Es ist bezeichnend, dass im Kommissionsbericht praktisch nicht darauf verwiesen wird, dass zentrale sozial- und beschäftigungspolitische Ziele der EU-Strategie klar verfehlt werden. Unter der Überschrift „… aber einige Kernvorschläge sind steckengeblieben“ findet sich kein Wort dazu, dass die Länder der Europäischen Union der „Vollbeschäftigung“ nicht näher gekommen sind (Deutschland sich von ihr sogar weiter entfernt hat). Als „Enttäuschungen“ werden nicht die zunehmende soziale Kluft (statt der angestrebten sozialen Kohäsion) oder die offiziell 14 Millionen Arbeitslosen in der EU genannt, sondern lediglich Defizite beim „Gemeinschaftspatent“, bei der Schaffung eines europäischen Marktes für Finanzdienstleistungen, der Deregulierung des Energiemarktes und die Verzögerung des Satellitennavigationssystems „Galileo“.
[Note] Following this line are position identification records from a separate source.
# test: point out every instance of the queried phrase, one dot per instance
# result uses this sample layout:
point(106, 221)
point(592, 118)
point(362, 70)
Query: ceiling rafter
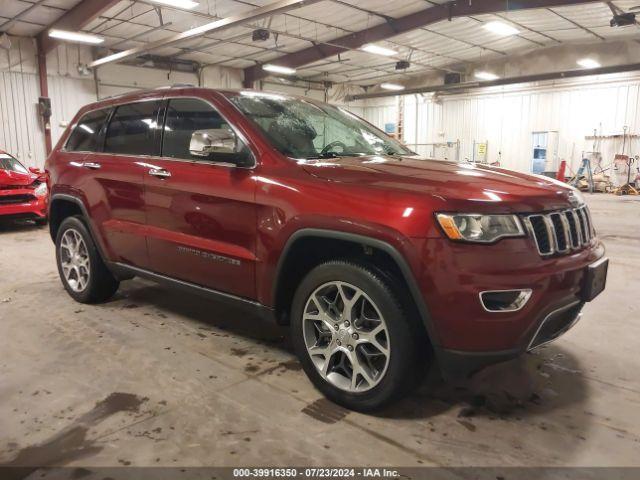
point(576, 24)
point(383, 31)
point(75, 19)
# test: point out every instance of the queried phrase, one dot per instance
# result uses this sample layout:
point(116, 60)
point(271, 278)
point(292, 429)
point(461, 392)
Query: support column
point(44, 92)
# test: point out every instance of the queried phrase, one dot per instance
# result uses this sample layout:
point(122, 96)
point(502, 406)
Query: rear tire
point(345, 312)
point(82, 270)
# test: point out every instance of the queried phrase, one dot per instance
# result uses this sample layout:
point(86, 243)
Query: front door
point(130, 137)
point(110, 177)
point(201, 213)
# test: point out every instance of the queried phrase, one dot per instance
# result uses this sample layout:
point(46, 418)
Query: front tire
point(82, 271)
point(356, 341)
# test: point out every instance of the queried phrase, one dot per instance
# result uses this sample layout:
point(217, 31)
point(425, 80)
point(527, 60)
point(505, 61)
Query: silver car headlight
point(479, 228)
point(41, 190)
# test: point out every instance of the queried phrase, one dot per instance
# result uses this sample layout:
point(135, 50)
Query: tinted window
point(188, 115)
point(84, 137)
point(132, 129)
point(306, 129)
point(7, 162)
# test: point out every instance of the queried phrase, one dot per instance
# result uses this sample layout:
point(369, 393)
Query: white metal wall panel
point(22, 133)
point(508, 120)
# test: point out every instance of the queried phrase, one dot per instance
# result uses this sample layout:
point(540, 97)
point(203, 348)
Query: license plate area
point(595, 279)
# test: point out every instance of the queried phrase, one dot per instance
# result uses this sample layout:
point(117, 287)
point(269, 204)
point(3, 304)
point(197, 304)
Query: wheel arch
point(295, 261)
point(63, 205)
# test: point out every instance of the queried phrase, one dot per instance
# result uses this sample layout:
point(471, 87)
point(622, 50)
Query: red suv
point(23, 191)
point(381, 262)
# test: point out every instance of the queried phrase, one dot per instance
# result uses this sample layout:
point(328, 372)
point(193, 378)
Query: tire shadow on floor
point(533, 384)
point(202, 310)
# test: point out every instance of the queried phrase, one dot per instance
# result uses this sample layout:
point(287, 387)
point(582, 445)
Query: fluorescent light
point(188, 4)
point(378, 50)
point(589, 63)
point(501, 28)
point(486, 76)
point(278, 69)
point(392, 86)
point(75, 36)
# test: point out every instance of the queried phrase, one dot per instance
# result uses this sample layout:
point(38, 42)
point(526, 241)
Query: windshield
point(303, 129)
point(7, 162)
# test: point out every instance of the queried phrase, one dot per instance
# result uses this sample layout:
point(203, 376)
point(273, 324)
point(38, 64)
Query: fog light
point(504, 300)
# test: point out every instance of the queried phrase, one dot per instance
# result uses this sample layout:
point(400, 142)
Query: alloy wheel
point(74, 260)
point(346, 337)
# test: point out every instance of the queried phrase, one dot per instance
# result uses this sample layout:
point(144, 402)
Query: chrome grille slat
point(562, 231)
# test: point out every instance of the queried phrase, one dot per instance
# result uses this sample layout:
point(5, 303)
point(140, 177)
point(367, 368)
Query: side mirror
point(206, 142)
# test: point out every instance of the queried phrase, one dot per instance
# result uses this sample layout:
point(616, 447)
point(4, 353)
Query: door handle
point(159, 173)
point(91, 165)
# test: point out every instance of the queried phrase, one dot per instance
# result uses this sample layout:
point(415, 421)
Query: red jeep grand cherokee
point(381, 262)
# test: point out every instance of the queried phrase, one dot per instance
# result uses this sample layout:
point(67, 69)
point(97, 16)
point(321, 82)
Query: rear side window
point(185, 116)
point(133, 130)
point(86, 133)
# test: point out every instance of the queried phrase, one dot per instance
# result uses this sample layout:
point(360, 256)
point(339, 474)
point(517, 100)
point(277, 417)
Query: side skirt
point(245, 304)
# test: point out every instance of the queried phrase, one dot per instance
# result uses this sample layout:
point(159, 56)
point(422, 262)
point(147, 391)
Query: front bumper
point(456, 364)
point(468, 336)
point(22, 203)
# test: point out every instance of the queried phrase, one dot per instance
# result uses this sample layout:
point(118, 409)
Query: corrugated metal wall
point(506, 119)
point(21, 131)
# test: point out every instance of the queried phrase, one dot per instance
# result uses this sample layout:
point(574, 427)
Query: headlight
point(480, 228)
point(41, 190)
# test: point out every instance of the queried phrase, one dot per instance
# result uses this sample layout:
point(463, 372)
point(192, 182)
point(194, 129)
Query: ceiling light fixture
point(588, 63)
point(392, 86)
point(187, 4)
point(486, 76)
point(75, 37)
point(501, 28)
point(378, 50)
point(278, 69)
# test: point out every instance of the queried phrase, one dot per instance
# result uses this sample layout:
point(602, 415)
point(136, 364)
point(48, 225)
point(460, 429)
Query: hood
point(487, 188)
point(17, 179)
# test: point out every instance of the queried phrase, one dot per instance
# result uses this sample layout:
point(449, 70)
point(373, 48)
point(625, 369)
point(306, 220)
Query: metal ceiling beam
point(5, 26)
point(268, 10)
point(404, 24)
point(540, 77)
point(74, 20)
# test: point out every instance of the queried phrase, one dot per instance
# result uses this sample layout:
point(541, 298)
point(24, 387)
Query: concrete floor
point(156, 377)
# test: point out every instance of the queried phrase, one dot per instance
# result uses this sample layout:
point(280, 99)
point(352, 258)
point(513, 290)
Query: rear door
point(115, 185)
point(201, 212)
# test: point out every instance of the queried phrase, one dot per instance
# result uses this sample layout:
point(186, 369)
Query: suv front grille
point(561, 231)
point(10, 199)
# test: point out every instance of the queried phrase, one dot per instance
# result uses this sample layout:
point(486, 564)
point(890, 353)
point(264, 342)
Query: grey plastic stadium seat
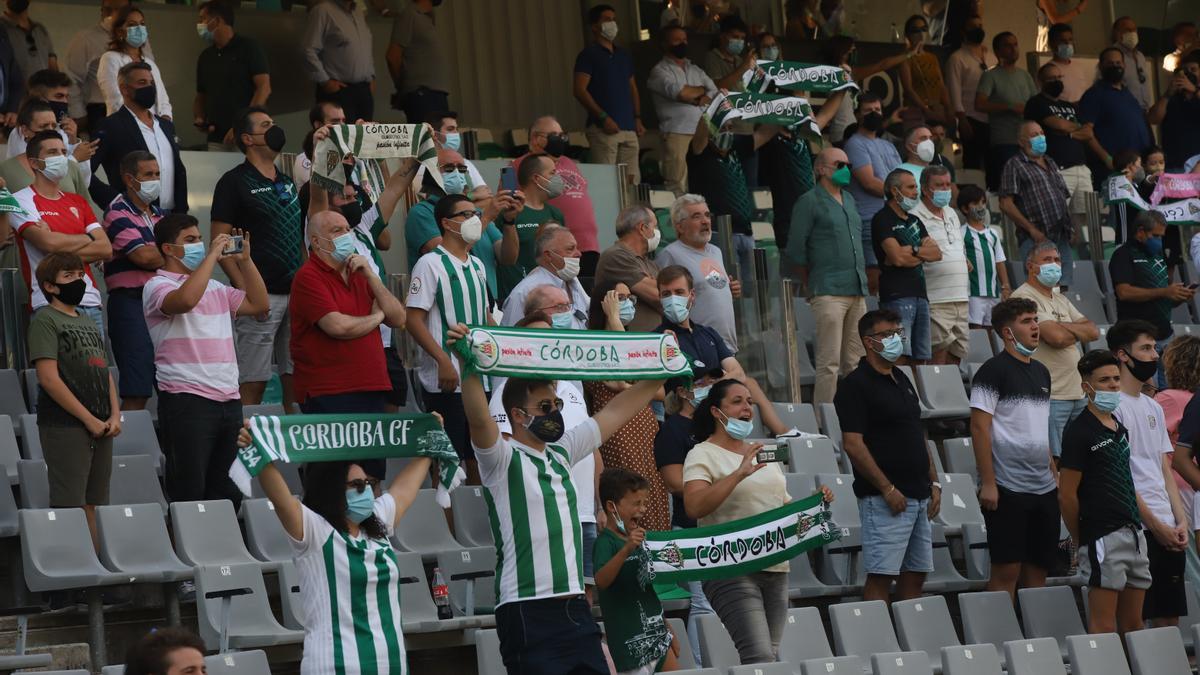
point(133, 541)
point(35, 487)
point(424, 529)
point(251, 623)
point(1157, 651)
point(135, 481)
point(971, 659)
point(924, 625)
point(252, 662)
point(471, 520)
point(834, 665)
point(1039, 656)
point(265, 536)
point(207, 533)
point(717, 649)
point(1050, 613)
point(813, 455)
point(988, 616)
point(1097, 655)
point(804, 637)
point(862, 628)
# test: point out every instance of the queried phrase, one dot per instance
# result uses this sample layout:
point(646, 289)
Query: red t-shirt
point(323, 364)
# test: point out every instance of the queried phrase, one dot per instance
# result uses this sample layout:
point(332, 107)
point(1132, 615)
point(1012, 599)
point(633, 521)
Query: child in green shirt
point(639, 637)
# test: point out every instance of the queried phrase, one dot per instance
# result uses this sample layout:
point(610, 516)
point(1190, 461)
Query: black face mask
point(72, 292)
point(145, 96)
point(556, 144)
point(1113, 75)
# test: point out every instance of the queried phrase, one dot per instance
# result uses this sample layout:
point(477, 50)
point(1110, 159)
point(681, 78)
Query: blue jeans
point(915, 318)
point(1061, 413)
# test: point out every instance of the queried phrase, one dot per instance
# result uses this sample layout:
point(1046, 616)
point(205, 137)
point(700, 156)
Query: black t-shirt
point(887, 412)
point(671, 446)
point(898, 281)
point(1107, 496)
point(1132, 263)
point(270, 211)
point(1065, 150)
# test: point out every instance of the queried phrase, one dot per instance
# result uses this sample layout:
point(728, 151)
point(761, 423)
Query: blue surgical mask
point(1049, 274)
point(627, 311)
point(675, 309)
point(359, 506)
point(193, 255)
point(1038, 145)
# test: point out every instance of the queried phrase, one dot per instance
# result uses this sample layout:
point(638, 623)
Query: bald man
point(1035, 196)
point(826, 254)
Die „Perspektive der Vollbeschäftigung als vorrangiges Ziel der wirtschafts-, beschäftigungs- und sozialpolitischen Strategie Europas“ (so ein Parlamentsbeschluss zum Gemeinsamen Beschäftigungsbericht 2002) war auch in den vergangenen Jahren bereits kritisch zu hinterfragen, weil der sozialen und ökologischen Qualität von Arbeitsplätzen kein Augenmerk geschenkt worden war oder Privatisierung und Deregulierung (freier europaweiter und globaler Wettbewerb) als die entscheidenden Mittel angesehen wurden. Inzwischen scheint dieses Ziel von der Kommission und den Regierungen aber vollständig auf ein propagandistisches Beiwerk reduziert zu werden. Folgerichtig werden in der erwähnten Mitteilung auch nicht beschäftigungspolitische Fortschritte (die es in Teilbereichen und einigen Staaten durchaus gibt) benannt. Als „Erfolge“ hervorgehoben werden die Einführung des Euro oder die fortgeschrittene Deregulierung der Telekommunikationsmärkte. Unter dem Stichwort „Weiterentwicklung der Beschäftigungspolitiken, mit einer besonderen Betonung der aktiven Arbeitsmarktpolitik“ taucht an erster Stelle die „Überprüfung der Steuer- und Transfersysteme“ auf. Konkret bedeutet das weiteren sozialen Druck auf Arbeitslose, verstärkte „Flexibilisierung“ der Arbeitsmärkte zu Lasten der Lohnabhängigen und Arbeitslosen, steuerliche Entlastung der Unternehmen, weitere Schritte bei der Privatisierung der sozialen Sicherungssysteme. Es sei nicht verschwiegen, dass auch verbesserte Kinderbetreuung, Qualifizierung und Sprachkompetenz gefördert werden sollen. Die neoliberale Grundorientierung wurde und wird jedoch noch weiter ausgeprägt. Immer stärker tritt die „Integration der Finanzmärkte“ in den Mittelpunkt der Kommissionspolitik.

Parallel zur Mitteilung für den Gipfel von Barcelona treibt die Kommission im Einklang mit den Regierungen und der Mehrheit des Europäischen Parlaments diese Politik auch auf anderen Gebieten aktiv voran. So orientiert sie in ihren Vorstellungen für die Entwicklung der europäischen Rentensysteme, die derzeit im Parlament erörtert werden, darauf, die sozialen und gesetzlichen Renten zu einer Minimumversorgung zu reduzieren und die beiden anderen Pfeiler der Altersversorgung (betriebliche und private Vorsorge) prinzipiell auszubauen. Eine lebensstandardsichernde Altersvorsorge wäre damit in Zukunft erstens primär von der privaten Vorsorge abhängig, zweitens von der Entwicklung der Finanzmärkte und Börsen, denen mit kapitalgedeckten Rentenfonds gigantische finanzielle Mittel zugeführt werden sollen. Die Beschäftigten des gerade in Konkurs gegangen US-Energiekonzerns Enron, von denen Tausende ihre Altersvorsorge verloren haben, können ein Lied von solcher sozialen Sicherung singen. Doch noch trifft die EU-Kommission auf keinen nennenswerten Widerstand.